Тут в соседнем доме, одном из уцелевших, скрипнула дверь, высунулась женщина в старом ватнике и чёрном платке, всплеснула руками, охнула: «Господи, наши пришли!», и бросилась на грудь к стоявшему рядом со мной комэску. Она не плакала, только судорожно, со всхлипом, втягивала воздух, пыталась что-то сказать, но у неё всё перехватывало дыхание.
- Мама, это наши, да? Они фашистов прогнали, да? – с крыльца сбежала рыжая девчушка лет пяти и завертелась вокруг нас, хватаясь то за одного, то за другого.
Девчушка была тощая, с непокрытой головой, с тонкими рыжими косичками без лент, в приличном ещё пальтишке, из которого она выросла года два назад. Вдруг она встрепенулась и закричала:
- Дедушка! Ты вернулся, да? Ты же не взаправду умер, да? Я же им говорила, чтобы они тебя в земельку не зарывали, я же плакала, я помню! Мама, смотри, дедушка вернулся, он из земельки выкопался!
Мы все оглянулись. По улице подходил наш старец с посохом.

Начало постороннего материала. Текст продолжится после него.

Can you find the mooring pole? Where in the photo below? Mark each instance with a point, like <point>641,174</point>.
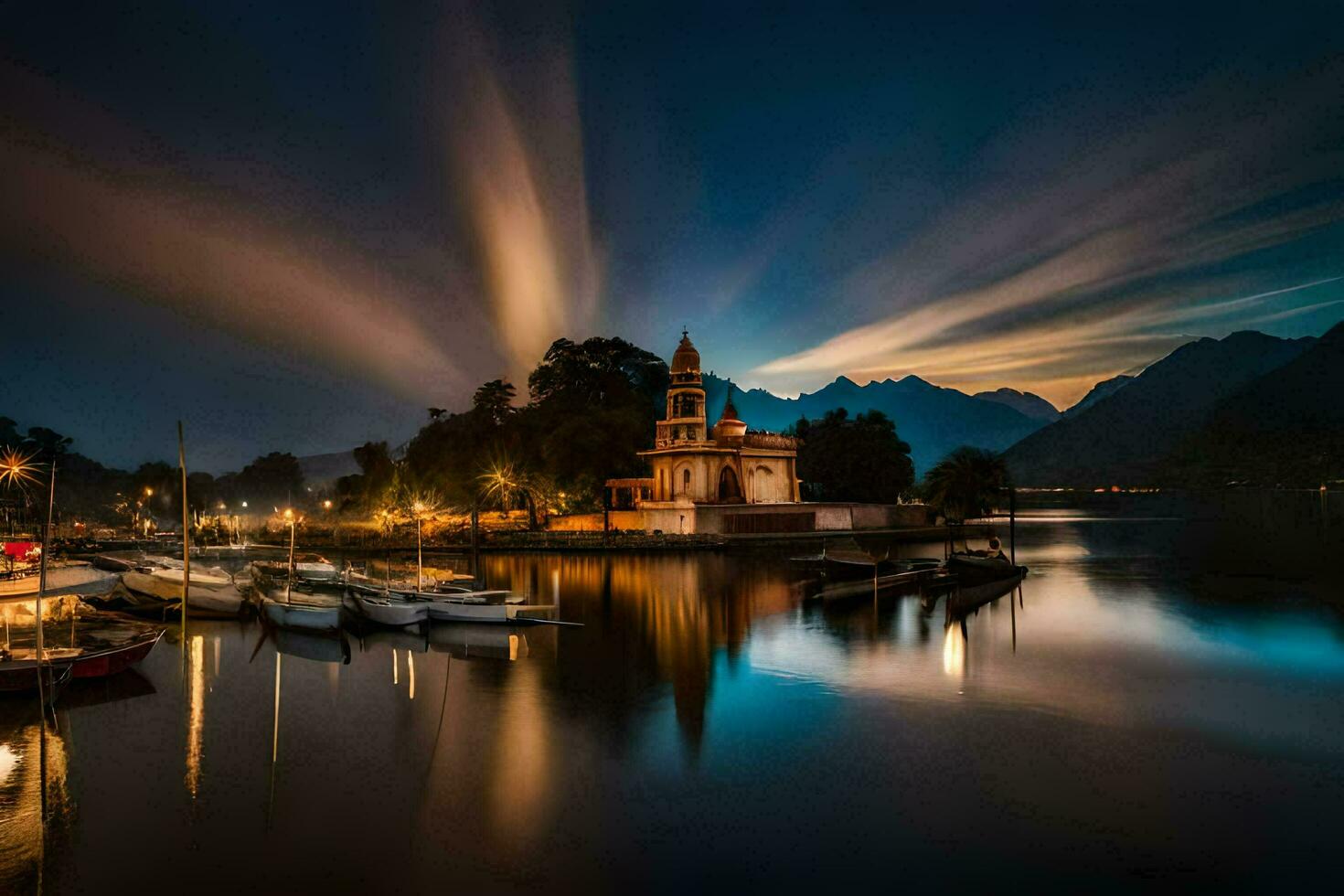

28. Девчушка подбежала к нему, ухватила за рукав, застрекотала взахлёб:
- Вот как хорошо, ты, ведь, опять будешь с нами жить, да? У нас дом-то стоит, его ещё ни разу не разбомбили! Только вот, горе у нас, фашисты братика Васеньку убили, вчера повесили, вот что делают, изверги поганые!
- Ввечеру? – глухо переспросил старец.
- Да нет, ещё днём, ну, вчера днём. Вон там, прям на воротах тётькатиного дома, дом то их разбомбили уже давно, пять дней назад и больше, а ворота остались…
- Указуй! – велел старец, и она потащила его за рукав.
Дом стоял недалёко и был разбомблен, видно, ещё в ноябре, развалины уже покрыл толстый снег. А ворота остались. Они были распахнуты настежь, а на перекладине висел труп худенького, длинного, и от висенья ещё вытянувшегося мальчишки лет тринадцати. За пуговицу на груди был прицеплен обрывок тетрадного листа с крупной карандашной надписью: «Partisan».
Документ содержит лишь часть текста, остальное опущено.